DataDog / datadog-agent

Main repository for Datadog Agent
https://docs.datadoghq.com/
Apache License 2.0
2.83k stars 1.19k forks source link

Data loss on stop #1547

Open allenluce opened 6 years ago

allenluce commented 6 years ago

Up to the last 15 seconds of aggregated data is lost when shutting down the statsd server (with statsd.Stop()). Even when using an aggregator with the flush interval quite low, some seconds of data don't end up getting pushed to the backend.

Is there a recommended way to flush data to prevent this from happening?

truthbk commented 6 years ago

@allenluce you're 100% right, it looks like statsd.Stop() here doesn't flush the aggregator with whatever it may contain at that point, the process shuts down without emptying those packets.

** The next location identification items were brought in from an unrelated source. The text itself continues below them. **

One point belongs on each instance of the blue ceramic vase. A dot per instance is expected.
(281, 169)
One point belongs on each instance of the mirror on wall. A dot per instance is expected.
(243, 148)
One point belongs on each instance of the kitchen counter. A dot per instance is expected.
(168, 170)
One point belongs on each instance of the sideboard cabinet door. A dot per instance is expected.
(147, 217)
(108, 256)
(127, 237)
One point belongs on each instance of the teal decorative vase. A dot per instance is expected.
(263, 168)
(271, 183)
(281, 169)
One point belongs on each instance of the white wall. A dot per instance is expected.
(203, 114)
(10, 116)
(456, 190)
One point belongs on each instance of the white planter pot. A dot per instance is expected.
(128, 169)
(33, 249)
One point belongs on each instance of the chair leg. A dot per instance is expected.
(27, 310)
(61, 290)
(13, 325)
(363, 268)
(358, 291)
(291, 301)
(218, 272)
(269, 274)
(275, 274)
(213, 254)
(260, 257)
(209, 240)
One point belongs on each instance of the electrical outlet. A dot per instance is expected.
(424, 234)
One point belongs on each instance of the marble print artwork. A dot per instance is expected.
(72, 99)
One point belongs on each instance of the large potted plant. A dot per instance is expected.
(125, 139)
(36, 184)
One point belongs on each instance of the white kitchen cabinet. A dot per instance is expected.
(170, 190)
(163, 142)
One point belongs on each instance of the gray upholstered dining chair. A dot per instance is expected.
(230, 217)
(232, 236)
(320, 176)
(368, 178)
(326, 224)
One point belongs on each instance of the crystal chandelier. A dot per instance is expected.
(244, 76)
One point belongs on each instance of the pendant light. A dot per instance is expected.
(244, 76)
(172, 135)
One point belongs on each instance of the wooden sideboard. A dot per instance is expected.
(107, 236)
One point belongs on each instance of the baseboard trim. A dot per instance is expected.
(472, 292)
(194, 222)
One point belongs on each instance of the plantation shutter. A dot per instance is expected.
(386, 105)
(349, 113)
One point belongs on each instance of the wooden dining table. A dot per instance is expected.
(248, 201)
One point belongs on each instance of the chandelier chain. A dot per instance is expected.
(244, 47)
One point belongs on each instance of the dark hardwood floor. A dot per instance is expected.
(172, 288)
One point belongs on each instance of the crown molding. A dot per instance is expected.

I don't believe we have a way around this at the moment. The flushes happen periodically as you already know, so depending on when during the flush interval you request the stop() you might lose 1s or 15s. We'd have to add some logic to the shutdown code. That would make the process teardown a little slower, but it does seem like the right thing to do. There are still things that can go wrong at the forwarder level... so we'd have to make this a best-effort thing.

We'll look into it. Thank you for bringing this up.

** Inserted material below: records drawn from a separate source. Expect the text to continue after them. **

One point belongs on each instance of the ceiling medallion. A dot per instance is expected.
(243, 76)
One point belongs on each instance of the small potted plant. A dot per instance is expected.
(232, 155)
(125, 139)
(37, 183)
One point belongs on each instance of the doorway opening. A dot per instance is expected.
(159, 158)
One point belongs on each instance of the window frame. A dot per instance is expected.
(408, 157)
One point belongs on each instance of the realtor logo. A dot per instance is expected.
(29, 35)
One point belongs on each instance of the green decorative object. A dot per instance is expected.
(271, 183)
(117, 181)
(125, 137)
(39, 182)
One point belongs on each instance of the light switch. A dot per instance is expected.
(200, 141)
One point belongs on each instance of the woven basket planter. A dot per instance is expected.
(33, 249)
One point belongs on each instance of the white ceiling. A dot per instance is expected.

visciang commented 6 years ago

This issue is very annoying if you run the agent in a "side container" alongside a AWS Fargate Task (a short living "docker run"). When the main task ends, the agent container is stopped and it doesn't flush metrics / events / APM / etc.

The "side car" pattern only works for AWS Fargate Services (long living tasks).

As a workaround we currently deploy the bunch of agents as a AWS Fargate Services, used by Tasks to report datadog metrics.

baxang commented 3 years ago

Seems like https://github.com/DataDog/datadog-agent/pull/4129 addressed this issue.

sgnn7 commented 3 years ago

@allenluce / @visciang Can you try out the new version of the agent to see if this issue is resolved now?

miketheman commented 2 years ago

Seems similar to #3940